Un
papillon prénommé Eva
En l'honneur peut-être des nombreux
touristes de l'Empire du Soleil Levant qui, friands d'Art Nouveau, chaque
année, se pressent pour admirer les trésors du Musée
de l'Ecole de Nancy, les vitraux de Gruber et les boiseries Majorelle ou
s'arrachent en salles des ventes les vases de Gallé et de Daum,
la capitale des Ducs de Lorraine accueillait l'une de leurs plus illustres
concitoyennes, une jeune fille de quinze ans, nommée Cio-Cio-San,
que Puccini a immortalisée, victime d'un amour impossible pour un
fringant lieutenant de la marine américaine. L'inconséquent
yankee
n'y voyant qu'une passade amusante et sans lendemain, en dépit de
l'enfant né de leurs amours, elle n'aura d'autre issue à
son désespoir que le suicide rituel, comme son père avant
elle.
Dans cette coproduction déjà
donnée à Nantes et Lille,
le metteur en scène Jean-François Sivadier renonce à
tout exotisme de pacotille, à toute "japoniaiserie" pour se concentrer
sur le drame universel de l'héroïne. Hormis l'entremetteur
Goro, l'oncle Bonze et le serviteur, clone de Jet Li, les costumes de Virginie
Gervaise se réfèrent plus aux drapés antiques qu'aux
kimonos. Quant aux deux Américains, ils arborent un sportswear
atemporel. Le décor dénudé ne laisse que peu d'intimité
aux protagonistes. Seules de grandes bannières amovibles, manipulées
par les interprètes, évoquent l'Extrême-Orient mais
aussi des voiles de bateau et la mer, si omniprésente. Tour à
tour cloisons, refuges ou armes (brandies contre Goro ou Yamadori), elles
dessinent un espace mouvant et évolutif, qui s'adapte remarquablement
aux effets quasi-cinématographiques de fondu enchaîné
que contient la partition musicale. S'octroyant même au 1er acte
quelques effets comiques de jeu avec la salle ou le chef, la très
précise direction d'acteurs se focalise ensuite sur Butterfly, dont
elle met en exergue, avec une grande finesse psychologique, l'isolement,
l'attente interminable puis le désespoir final.
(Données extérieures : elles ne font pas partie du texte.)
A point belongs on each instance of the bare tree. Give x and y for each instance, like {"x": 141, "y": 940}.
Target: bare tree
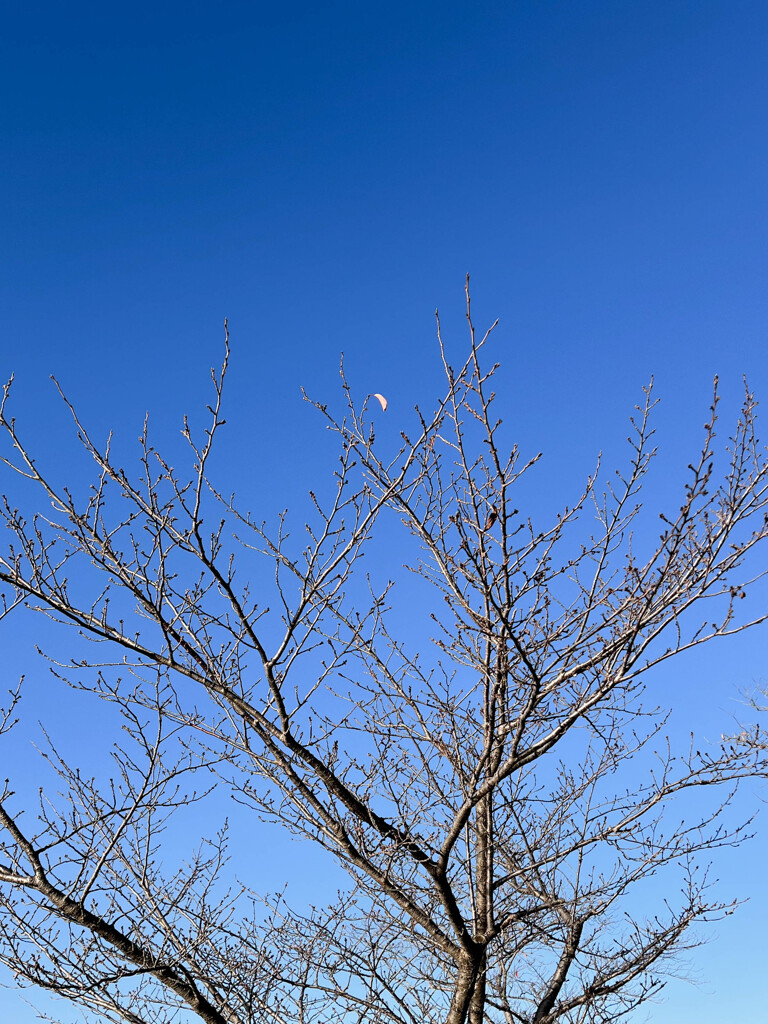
{"x": 500, "y": 796}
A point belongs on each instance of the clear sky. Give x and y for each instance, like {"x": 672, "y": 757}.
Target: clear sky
{"x": 325, "y": 175}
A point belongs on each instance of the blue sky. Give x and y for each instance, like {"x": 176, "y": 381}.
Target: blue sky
{"x": 325, "y": 175}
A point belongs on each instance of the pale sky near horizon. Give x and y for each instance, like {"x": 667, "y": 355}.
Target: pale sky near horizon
{"x": 324, "y": 175}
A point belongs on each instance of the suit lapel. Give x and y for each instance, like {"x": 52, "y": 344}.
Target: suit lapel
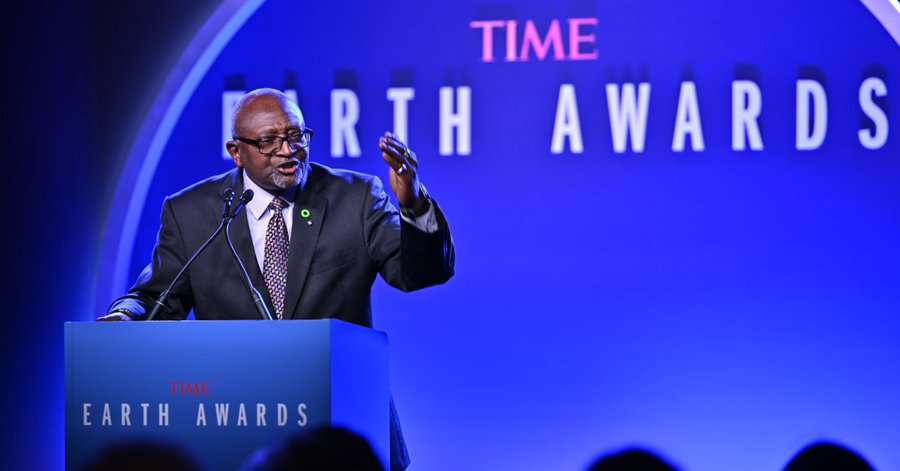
{"x": 308, "y": 216}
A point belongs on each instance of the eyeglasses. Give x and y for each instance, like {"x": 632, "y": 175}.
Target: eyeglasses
{"x": 270, "y": 145}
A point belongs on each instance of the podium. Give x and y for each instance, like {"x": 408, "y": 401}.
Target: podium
{"x": 222, "y": 389}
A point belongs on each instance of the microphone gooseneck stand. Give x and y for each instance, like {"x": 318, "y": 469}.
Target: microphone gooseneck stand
{"x": 228, "y": 196}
Les seconds rôles croquent une
galerie de portraits contrastés et convaincants, du Bonze tonnant
de Cyril Roverty au Yamadori adolescent de Christophe Gay, en passant par
l'insinuant Goro de Nicolas Gambotti. En Sharpless, LeRoy Villanueva fait
montre d'une profonde humanité et d'une tendresse touchante mais
sa puissance vocale limitée le fait trop souvent disparaître
dans les ensembles ou les tutti orchestraux. Le grave profond et
sombre, presque de contralto, de la Roumaine Liliana Mattei convient mal
au rôle de Suzuki et déséquilibre notamment le sublime
"duo des fleurs" du 2ème acte. Enfin, le ténor américain
Evan Bowers campe un Pinkerton très probant, amusé et enamouré
au 1er acte, fuyant ses responsabilités au 3ème. La voix
est splendide, avec un aigu rayonnant et puissamment projeté. On
lui reprochera juste quelques engorgements dans le médium et une
certaine avarice de nuances piano.
Mais si cette production de Madama
Butterfly réussit à toucher au coeur (pour reprendre
la formule du metteur en scène), à emporter l'émotion
et l'adhésion et à soulever l'enthousiasme d'une salle archi-pleine,
c'est avant tout à son interprète principale qu'elle le doit.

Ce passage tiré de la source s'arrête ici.